The Ministry of Foreign Affairs cited the reason for the classification that the Cuban leadership had “a number of malicious behavior in the region” – particularly with regard to Venezuela. The government supported Maduro in maintaining his “stranglehold” over his people and created a “permissive” environment for international terrorists.
In general, Pompeo raised serious allegations against the Cuban leadership. For decades, the Cuban government has been feeding and sheltering murderers, bomb-makers and kidnappers and providing them with medical care, while many Cubans are starving, homeless and lacking essentials, he complained.

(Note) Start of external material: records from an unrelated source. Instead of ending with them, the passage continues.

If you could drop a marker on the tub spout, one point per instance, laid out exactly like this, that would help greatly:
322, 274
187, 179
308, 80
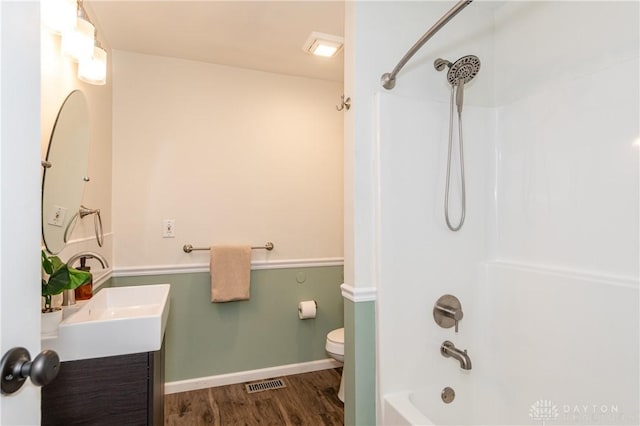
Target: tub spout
448, 349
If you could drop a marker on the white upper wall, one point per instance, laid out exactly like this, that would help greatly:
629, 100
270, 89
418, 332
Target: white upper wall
568, 186
232, 155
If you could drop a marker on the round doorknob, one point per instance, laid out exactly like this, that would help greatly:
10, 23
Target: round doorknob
17, 366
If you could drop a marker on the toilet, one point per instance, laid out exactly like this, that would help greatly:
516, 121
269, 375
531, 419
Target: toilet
335, 348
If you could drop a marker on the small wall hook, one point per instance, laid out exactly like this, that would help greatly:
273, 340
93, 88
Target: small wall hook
344, 104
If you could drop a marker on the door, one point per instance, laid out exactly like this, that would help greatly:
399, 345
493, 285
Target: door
20, 197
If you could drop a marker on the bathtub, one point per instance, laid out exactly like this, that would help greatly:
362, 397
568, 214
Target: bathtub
545, 348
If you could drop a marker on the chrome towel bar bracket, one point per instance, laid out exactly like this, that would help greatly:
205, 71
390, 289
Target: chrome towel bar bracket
188, 248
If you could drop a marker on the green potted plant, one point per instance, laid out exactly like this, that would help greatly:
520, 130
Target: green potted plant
59, 277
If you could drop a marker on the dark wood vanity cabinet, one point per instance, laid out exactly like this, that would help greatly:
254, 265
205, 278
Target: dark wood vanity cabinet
117, 390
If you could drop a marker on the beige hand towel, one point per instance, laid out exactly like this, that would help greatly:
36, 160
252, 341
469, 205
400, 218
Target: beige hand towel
230, 273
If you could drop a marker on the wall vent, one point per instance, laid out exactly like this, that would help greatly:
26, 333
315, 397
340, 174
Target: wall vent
266, 385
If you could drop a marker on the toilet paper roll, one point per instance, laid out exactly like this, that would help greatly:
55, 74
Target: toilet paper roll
307, 309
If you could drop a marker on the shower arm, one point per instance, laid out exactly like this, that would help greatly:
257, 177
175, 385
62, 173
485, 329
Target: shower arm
388, 80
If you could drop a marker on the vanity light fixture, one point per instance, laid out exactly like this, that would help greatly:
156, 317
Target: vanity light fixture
79, 42
321, 44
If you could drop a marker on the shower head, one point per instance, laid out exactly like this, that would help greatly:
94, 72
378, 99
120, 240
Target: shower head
464, 69
460, 73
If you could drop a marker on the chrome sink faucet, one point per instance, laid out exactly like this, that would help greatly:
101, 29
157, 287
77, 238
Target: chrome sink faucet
88, 255
448, 349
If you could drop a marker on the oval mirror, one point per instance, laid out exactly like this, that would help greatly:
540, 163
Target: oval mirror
65, 171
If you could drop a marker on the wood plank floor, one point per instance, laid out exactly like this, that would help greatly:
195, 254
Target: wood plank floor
309, 399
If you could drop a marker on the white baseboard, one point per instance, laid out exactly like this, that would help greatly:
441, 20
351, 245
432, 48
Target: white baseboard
248, 376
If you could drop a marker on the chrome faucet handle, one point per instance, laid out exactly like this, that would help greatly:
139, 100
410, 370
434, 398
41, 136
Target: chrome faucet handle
447, 312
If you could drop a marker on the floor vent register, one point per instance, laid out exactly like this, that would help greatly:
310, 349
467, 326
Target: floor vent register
266, 385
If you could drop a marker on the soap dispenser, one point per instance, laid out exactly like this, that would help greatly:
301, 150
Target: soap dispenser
85, 292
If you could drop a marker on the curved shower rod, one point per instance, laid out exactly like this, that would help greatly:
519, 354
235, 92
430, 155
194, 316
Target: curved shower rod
388, 79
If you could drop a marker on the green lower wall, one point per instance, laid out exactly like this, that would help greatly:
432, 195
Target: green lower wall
206, 339
360, 363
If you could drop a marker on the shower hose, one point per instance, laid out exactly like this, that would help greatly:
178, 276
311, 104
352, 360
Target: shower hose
446, 194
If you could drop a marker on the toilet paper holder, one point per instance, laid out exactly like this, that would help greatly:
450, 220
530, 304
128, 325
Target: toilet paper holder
306, 310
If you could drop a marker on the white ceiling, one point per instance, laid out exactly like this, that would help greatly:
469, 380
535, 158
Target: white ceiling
260, 35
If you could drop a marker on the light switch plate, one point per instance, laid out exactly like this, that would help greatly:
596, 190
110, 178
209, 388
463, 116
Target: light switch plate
168, 228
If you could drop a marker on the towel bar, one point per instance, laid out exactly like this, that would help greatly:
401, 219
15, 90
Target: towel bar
188, 248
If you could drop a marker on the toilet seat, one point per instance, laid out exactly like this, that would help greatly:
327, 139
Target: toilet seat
335, 342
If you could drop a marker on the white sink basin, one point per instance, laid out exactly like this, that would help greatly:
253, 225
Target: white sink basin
116, 321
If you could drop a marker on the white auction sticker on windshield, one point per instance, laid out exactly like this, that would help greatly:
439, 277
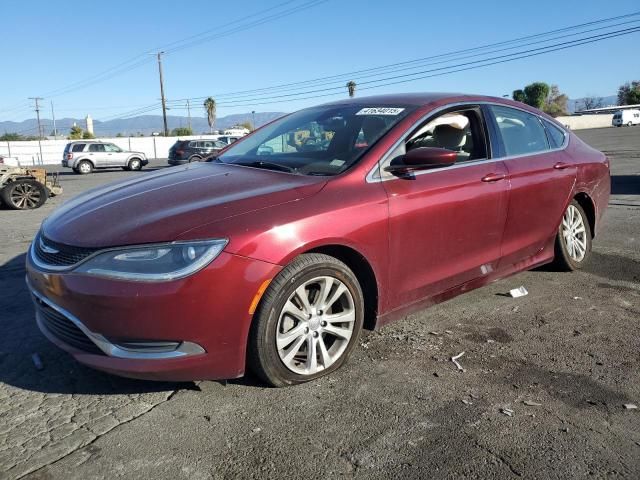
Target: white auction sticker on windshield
380, 111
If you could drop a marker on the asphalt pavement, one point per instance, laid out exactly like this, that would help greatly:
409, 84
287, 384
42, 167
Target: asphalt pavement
543, 393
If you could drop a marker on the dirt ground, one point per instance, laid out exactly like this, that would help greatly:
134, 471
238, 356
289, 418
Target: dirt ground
564, 359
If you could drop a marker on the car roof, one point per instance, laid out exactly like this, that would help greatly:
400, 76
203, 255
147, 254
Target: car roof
419, 99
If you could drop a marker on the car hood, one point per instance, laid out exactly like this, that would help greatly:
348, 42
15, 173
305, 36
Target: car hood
160, 206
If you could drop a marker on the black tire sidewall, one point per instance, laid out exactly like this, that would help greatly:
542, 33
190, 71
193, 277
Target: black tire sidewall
563, 258
271, 368
5, 193
79, 170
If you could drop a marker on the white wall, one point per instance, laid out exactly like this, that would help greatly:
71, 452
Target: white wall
28, 153
580, 122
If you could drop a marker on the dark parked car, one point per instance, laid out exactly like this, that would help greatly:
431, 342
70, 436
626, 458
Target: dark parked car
274, 256
187, 151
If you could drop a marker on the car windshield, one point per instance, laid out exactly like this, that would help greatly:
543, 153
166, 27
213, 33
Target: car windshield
317, 141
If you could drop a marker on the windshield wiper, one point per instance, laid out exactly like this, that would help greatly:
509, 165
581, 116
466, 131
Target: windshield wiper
268, 166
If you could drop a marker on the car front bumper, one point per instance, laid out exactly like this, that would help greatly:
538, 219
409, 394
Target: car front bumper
194, 328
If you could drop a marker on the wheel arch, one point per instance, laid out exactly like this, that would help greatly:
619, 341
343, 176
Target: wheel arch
588, 205
363, 271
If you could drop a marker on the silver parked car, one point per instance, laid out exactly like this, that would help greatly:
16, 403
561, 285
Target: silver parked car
83, 156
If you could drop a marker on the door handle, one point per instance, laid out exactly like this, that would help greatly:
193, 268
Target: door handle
561, 166
493, 177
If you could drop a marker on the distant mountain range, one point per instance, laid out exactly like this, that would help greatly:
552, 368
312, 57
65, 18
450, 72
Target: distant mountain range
145, 124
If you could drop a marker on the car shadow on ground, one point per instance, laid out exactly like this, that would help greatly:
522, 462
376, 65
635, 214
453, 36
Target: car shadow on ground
71, 173
625, 185
60, 373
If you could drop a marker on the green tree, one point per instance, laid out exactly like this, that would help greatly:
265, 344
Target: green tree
629, 93
351, 88
556, 103
536, 94
11, 137
181, 132
519, 96
210, 107
75, 133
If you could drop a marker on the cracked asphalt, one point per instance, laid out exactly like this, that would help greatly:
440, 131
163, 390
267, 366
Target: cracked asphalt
398, 409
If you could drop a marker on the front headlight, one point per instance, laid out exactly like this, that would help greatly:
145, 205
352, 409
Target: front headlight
153, 263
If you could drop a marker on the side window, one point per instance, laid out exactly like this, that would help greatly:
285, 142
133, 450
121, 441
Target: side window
521, 132
556, 135
110, 147
461, 131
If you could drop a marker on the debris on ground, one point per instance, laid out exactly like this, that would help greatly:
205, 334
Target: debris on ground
455, 360
518, 292
37, 362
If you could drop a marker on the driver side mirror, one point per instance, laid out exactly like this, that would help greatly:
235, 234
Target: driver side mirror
423, 158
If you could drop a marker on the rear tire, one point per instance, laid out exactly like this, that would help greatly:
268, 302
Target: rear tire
573, 241
84, 167
307, 323
24, 194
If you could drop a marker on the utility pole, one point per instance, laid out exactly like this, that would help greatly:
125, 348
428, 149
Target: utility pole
164, 101
53, 115
37, 99
189, 114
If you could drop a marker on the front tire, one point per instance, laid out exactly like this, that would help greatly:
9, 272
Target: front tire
84, 167
134, 164
308, 321
573, 241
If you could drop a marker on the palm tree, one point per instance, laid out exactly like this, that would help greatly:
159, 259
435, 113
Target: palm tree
210, 107
351, 86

Also on the list: Iran, Syria, North Korea

The US State Department’s push is widely seen as a political maneuver prior to the change in power in Washington. Iran, Syria and North Korea are currently on the list. The result of the list is that US development aid, arms exports and certain financial transactions are restricted for the respective countries. Sudan was recently removed from the list. Cuba came onto the index in 1982, among other things because it had given shelter to members of the Basque underground organization ETA and the Colombian guerrilla group FARC.

Trump lost to his Democratic challenger Joe Biden in the presidential election on November 3rd. The inauguration is scheduled for January 20th. In the closing stages of Trump’s term in office, his administration made several major decisions in foreign policy that set the future President Biden a fait accompli.